The diplomatic note was dated Tuesday, as word first leaked of the new arms package that brought the total amount of U.S. military aid provided to Ukraine since the Feb. 24 invasion to $3.2 billion, according to Pentagon spokesman John Kirby. In a public announcement Wednesday, Biden said it would include “new capabilities tailored to the wider assault we expect Russia to launch in eastern Ukraine.”

The document, titled “On Russia’s concerns in the context of massive supplies of weapons and military equipment to the Kiev regime,” written in Russian with a translation provided, was forwarded to the State Department by the Russian Embassy in Washington.

The Russian Embassy did not respond to requests for comment.

Among the items Russia identified as “most sensitive” were “multiple launch rocket systems,” although the United States and its NATO allies are not believed to have supplied those weapons to Ukraine. Russia accused the allies of violating “rigorous principles” governing the transfer of weapons to conflict zones, and of being oblivious to “the threat of high-precision weapons falling into the hands of radical nationalists, extremists and bandit forces in Ukraine.”

It accused NATO of trying to pressure Ukraine to “abandon” sputtering, and so far unsuccessful, negotiations with Russia “in order to continue the bloodshed.” Washington, it said, was pressuring other countries to stop any military and technical cooperation with Russia, and those with Soviet-era weapons to transfer them to Ukraine.

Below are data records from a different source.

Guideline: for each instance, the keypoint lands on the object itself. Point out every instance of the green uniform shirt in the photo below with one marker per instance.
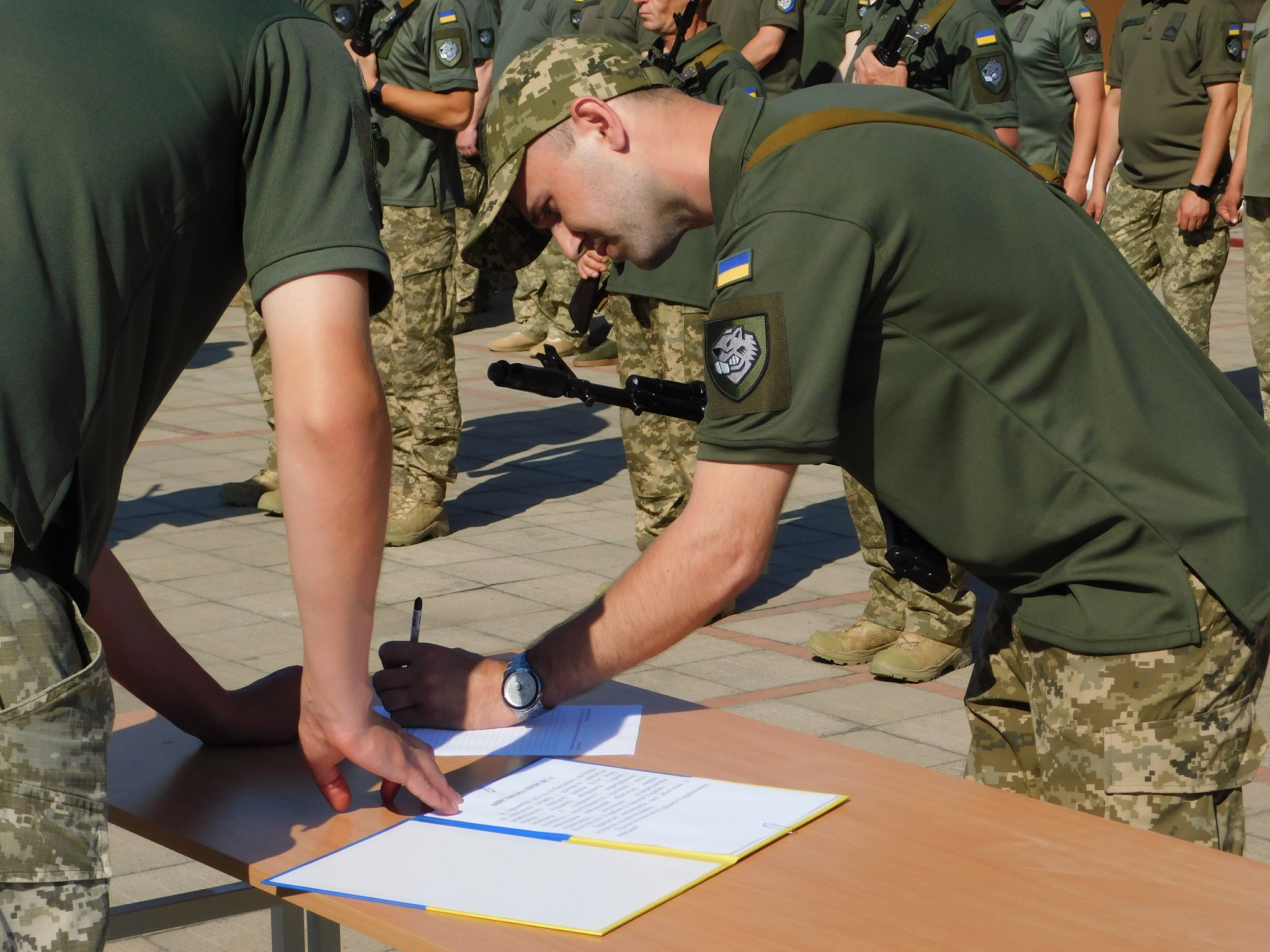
(526, 23)
(687, 277)
(133, 191)
(1162, 58)
(741, 19)
(1053, 41)
(1256, 179)
(825, 36)
(967, 60)
(1036, 413)
(432, 51)
(619, 19)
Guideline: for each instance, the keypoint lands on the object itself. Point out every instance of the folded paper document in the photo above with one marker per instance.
(564, 845)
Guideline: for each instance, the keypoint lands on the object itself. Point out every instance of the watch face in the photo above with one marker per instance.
(520, 690)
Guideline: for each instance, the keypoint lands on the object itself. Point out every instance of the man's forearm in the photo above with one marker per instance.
(722, 546)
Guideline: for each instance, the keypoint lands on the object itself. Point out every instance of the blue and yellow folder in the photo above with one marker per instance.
(564, 845)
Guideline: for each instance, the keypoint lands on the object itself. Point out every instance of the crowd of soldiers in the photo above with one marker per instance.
(1073, 447)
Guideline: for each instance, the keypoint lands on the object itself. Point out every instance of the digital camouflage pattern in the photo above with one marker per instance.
(1256, 271)
(1143, 225)
(1161, 741)
(533, 95)
(66, 917)
(900, 604)
(414, 351)
(544, 288)
(658, 339)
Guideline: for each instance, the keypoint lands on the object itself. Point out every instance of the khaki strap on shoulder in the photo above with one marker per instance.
(825, 120)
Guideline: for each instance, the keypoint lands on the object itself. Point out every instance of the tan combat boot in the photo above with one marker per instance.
(917, 659)
(249, 491)
(513, 343)
(412, 521)
(854, 645)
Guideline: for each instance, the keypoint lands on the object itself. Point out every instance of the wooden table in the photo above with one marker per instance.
(916, 861)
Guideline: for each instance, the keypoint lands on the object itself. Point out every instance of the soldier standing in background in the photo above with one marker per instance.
(1250, 184)
(471, 288)
(658, 316)
(1059, 48)
(1174, 77)
(770, 35)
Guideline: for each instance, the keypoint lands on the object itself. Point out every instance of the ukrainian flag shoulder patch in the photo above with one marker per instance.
(734, 268)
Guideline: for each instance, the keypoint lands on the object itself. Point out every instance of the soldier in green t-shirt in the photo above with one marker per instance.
(658, 316)
(1059, 50)
(1036, 414)
(1250, 184)
(770, 35)
(1174, 75)
(233, 141)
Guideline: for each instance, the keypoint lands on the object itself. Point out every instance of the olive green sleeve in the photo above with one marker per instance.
(1221, 46)
(984, 81)
(779, 337)
(1080, 41)
(308, 123)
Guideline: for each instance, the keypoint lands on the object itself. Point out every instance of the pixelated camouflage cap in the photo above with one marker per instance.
(533, 95)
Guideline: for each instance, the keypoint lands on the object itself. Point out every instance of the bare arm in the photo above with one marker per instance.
(1109, 150)
(765, 45)
(468, 144)
(1230, 205)
(728, 524)
(445, 111)
(1090, 97)
(333, 461)
(149, 662)
(1222, 102)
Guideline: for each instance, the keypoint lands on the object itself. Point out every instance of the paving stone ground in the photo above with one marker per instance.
(541, 514)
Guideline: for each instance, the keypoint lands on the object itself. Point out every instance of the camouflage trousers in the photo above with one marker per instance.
(658, 339)
(543, 293)
(1161, 741)
(466, 280)
(1143, 225)
(1256, 271)
(900, 604)
(414, 350)
(56, 708)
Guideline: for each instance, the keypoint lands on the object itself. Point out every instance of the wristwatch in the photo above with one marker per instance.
(522, 689)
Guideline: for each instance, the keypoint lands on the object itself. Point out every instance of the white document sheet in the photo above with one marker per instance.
(499, 876)
(578, 730)
(662, 810)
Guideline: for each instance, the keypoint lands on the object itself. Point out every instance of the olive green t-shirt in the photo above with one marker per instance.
(526, 24)
(1036, 413)
(739, 22)
(136, 192)
(1053, 41)
(825, 35)
(966, 61)
(1162, 59)
(1256, 179)
(432, 51)
(687, 277)
(619, 19)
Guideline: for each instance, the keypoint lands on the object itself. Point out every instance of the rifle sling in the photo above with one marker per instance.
(825, 120)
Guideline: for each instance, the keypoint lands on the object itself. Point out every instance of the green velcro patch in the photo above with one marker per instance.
(747, 357)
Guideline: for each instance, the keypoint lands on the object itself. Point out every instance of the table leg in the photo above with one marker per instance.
(323, 935)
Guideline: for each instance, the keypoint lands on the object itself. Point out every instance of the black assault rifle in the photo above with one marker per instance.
(910, 555)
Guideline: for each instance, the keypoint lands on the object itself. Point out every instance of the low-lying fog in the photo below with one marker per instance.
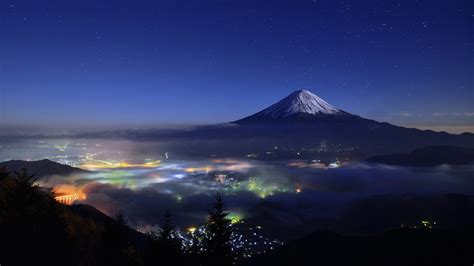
(286, 197)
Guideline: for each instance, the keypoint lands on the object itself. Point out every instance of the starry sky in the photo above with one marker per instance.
(135, 63)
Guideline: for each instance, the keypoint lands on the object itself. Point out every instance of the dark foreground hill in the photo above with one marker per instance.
(428, 156)
(40, 168)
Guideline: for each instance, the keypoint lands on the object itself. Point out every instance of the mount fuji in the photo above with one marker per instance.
(300, 105)
(302, 121)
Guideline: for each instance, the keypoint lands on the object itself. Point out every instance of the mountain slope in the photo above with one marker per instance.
(304, 122)
(299, 106)
(40, 168)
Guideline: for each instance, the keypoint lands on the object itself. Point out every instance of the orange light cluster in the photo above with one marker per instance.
(71, 198)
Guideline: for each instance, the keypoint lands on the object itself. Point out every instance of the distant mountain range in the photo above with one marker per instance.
(304, 120)
(40, 168)
(301, 123)
(428, 156)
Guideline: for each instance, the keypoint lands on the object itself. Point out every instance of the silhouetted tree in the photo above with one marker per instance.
(115, 247)
(218, 242)
(165, 245)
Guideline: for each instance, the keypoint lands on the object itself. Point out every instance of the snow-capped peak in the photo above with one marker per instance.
(301, 101)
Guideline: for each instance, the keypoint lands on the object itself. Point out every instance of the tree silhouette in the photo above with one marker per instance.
(218, 242)
(31, 219)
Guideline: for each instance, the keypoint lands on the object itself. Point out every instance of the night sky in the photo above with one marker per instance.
(130, 63)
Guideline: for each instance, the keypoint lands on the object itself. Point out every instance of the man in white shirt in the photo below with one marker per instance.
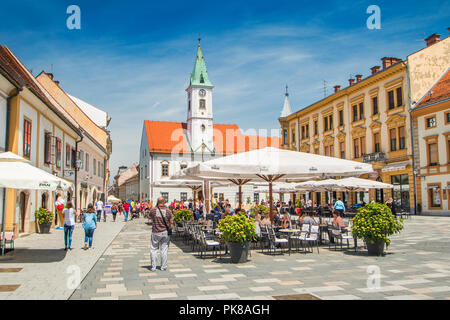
(100, 210)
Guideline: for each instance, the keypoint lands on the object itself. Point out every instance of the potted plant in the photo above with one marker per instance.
(182, 215)
(238, 231)
(375, 223)
(44, 219)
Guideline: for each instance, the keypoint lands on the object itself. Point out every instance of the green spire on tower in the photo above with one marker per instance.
(199, 76)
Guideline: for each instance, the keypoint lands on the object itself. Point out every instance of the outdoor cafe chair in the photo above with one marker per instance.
(339, 237)
(313, 237)
(205, 244)
(9, 239)
(275, 242)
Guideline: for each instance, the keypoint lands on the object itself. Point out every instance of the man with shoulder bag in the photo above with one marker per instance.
(162, 224)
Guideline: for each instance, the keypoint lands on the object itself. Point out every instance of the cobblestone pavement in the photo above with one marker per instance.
(416, 267)
(46, 269)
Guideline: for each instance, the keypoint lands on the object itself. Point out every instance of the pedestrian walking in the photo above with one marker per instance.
(69, 225)
(59, 203)
(114, 212)
(126, 210)
(89, 226)
(162, 225)
(99, 208)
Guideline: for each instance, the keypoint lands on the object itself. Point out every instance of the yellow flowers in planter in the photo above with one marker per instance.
(183, 214)
(375, 222)
(237, 228)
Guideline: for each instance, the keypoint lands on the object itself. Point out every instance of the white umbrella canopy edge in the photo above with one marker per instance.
(273, 162)
(17, 173)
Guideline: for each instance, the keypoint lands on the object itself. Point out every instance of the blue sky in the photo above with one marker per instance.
(133, 58)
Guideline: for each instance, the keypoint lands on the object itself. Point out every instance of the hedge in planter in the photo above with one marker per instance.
(262, 209)
(375, 223)
(238, 231)
(183, 215)
(44, 218)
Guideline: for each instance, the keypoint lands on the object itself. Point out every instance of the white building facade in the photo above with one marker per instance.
(168, 147)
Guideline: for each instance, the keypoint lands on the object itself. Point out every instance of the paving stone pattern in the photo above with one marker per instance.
(416, 267)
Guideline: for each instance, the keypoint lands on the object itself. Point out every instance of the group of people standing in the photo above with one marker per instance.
(130, 208)
(67, 216)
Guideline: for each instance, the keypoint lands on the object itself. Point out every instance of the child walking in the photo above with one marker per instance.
(89, 226)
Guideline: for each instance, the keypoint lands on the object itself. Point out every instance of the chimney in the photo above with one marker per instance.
(375, 69)
(433, 39)
(387, 62)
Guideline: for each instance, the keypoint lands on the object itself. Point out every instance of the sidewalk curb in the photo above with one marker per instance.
(101, 254)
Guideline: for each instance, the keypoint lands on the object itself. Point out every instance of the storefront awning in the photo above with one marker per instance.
(396, 166)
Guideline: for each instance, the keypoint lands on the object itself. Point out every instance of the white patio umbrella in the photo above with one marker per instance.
(113, 199)
(355, 184)
(17, 173)
(193, 183)
(272, 164)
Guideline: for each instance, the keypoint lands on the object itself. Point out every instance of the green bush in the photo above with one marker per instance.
(43, 215)
(237, 228)
(375, 222)
(183, 214)
(262, 209)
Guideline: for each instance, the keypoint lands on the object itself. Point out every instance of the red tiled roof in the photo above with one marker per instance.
(164, 137)
(440, 91)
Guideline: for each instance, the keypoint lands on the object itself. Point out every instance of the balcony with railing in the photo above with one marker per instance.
(374, 157)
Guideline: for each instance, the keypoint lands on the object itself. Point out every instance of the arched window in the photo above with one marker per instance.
(165, 169)
(44, 200)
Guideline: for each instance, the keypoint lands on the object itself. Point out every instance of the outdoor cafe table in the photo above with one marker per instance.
(289, 232)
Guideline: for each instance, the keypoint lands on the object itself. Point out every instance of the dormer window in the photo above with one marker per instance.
(202, 104)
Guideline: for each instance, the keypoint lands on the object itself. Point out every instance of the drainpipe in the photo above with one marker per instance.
(8, 108)
(76, 171)
(412, 138)
(151, 179)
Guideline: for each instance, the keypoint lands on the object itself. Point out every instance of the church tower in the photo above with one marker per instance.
(199, 101)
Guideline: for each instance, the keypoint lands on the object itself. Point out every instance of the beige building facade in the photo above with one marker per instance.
(93, 150)
(430, 112)
(366, 121)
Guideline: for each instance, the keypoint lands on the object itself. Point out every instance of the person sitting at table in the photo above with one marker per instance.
(302, 217)
(338, 221)
(227, 212)
(339, 207)
(309, 219)
(266, 220)
(286, 221)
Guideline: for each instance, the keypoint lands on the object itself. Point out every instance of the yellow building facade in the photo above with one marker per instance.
(367, 121)
(39, 131)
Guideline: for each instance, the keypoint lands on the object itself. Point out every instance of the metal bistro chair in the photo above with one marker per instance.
(339, 237)
(274, 241)
(205, 243)
(299, 237)
(313, 238)
(9, 239)
(264, 238)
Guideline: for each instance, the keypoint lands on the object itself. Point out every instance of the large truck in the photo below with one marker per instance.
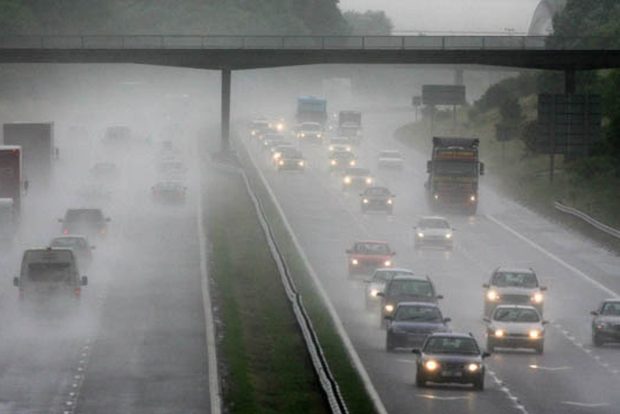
(453, 173)
(37, 143)
(311, 109)
(11, 182)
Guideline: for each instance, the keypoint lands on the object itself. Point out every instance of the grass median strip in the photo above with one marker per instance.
(266, 366)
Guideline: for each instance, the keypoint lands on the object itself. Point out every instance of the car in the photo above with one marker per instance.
(434, 232)
(406, 288)
(291, 159)
(411, 323)
(169, 192)
(378, 280)
(515, 326)
(368, 255)
(310, 132)
(356, 178)
(377, 199)
(79, 244)
(514, 286)
(340, 160)
(606, 322)
(453, 358)
(390, 159)
(49, 277)
(87, 221)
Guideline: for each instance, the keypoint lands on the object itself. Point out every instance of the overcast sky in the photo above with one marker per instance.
(452, 15)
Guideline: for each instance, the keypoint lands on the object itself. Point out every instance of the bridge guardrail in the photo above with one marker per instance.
(583, 216)
(421, 42)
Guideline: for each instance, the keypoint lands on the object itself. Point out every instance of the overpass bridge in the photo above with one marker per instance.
(228, 53)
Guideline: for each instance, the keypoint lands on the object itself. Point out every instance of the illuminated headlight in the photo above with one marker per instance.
(538, 297)
(473, 367)
(431, 365)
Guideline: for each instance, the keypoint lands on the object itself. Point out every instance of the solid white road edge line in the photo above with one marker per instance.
(357, 362)
(553, 256)
(214, 383)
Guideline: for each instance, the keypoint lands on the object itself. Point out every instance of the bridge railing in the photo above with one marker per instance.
(310, 42)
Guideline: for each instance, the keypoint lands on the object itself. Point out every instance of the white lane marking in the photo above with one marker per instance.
(552, 256)
(438, 398)
(541, 368)
(214, 383)
(587, 405)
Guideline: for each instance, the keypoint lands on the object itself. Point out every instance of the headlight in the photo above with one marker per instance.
(473, 367)
(431, 365)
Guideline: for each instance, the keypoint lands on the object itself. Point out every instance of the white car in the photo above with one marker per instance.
(390, 159)
(515, 326)
(434, 231)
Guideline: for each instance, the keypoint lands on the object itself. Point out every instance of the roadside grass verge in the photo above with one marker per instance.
(265, 365)
(349, 381)
(524, 177)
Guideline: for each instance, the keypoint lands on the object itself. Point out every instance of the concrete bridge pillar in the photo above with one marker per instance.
(225, 121)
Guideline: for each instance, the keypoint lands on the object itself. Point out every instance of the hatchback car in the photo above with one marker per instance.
(513, 286)
(452, 358)
(515, 326)
(434, 231)
(412, 323)
(377, 199)
(606, 322)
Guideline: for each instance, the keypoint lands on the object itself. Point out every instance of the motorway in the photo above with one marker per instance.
(138, 343)
(571, 376)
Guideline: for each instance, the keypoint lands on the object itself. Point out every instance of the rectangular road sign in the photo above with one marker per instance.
(443, 94)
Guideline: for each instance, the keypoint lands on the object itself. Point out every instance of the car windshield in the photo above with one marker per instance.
(611, 309)
(372, 248)
(49, 272)
(451, 345)
(514, 279)
(429, 314)
(409, 287)
(433, 224)
(516, 315)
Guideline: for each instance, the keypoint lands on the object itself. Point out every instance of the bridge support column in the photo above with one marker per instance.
(570, 82)
(225, 121)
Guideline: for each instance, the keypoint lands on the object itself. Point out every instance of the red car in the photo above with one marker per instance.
(367, 255)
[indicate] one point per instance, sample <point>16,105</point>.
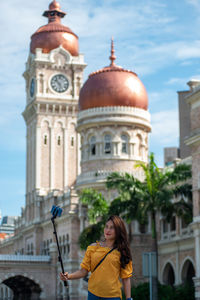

“We call on the United States and its allies to stop the irresponsible militarization of Ukraine, which implies unpredictable consequences for regional and international security,” the note said.

Putin says peace talks with Ukraine are at an ‘impasse’

Andrew Weiss, a former National Security Council director for Russian, Ukrainian and Eurasian affairs, and now vice president for studies at the Carnegie Endowment for International Peace, recalled that Russian President Vladimir Putin, in a speech on the February morning that the invasion began, warned that Western nations would face “consequences greater than any you have faced in history” if they became involved in the conflict.

Attention at the time focused on Putin’s reminder that Russia possesses a powerful nuclear arsenal, Weiss said, but it was also “a very explicit warning about not sending weapons into a conflict zone.” Having drawn a red line, he asked, are the Russians “now inclined to back that up?”

Such an attack would be “a very important escalatory move, first and foremost because it represents a threat to the West if they aren’t able to keep supplies flowing into Ukraine, which by extension might diminish Ukraine’s capacity for self-defense.” That risk “shouldn’t be downplayed,” he said, noting the added risk that an attempt to strike a convoy inside Ukraine could go awry over the border into NATO territory.

Senior U.S. defense officials remain concerned about the possibility of such attacks. “We don’t take any movement of weapons and systems going into Ukraine for granted,” Kirby said Thursday. “Not on any given day.”

Kirby said Ukrainian troops bring the weapons into Ukraine after the United States brings them into the region, and “the less we say about that, the better.”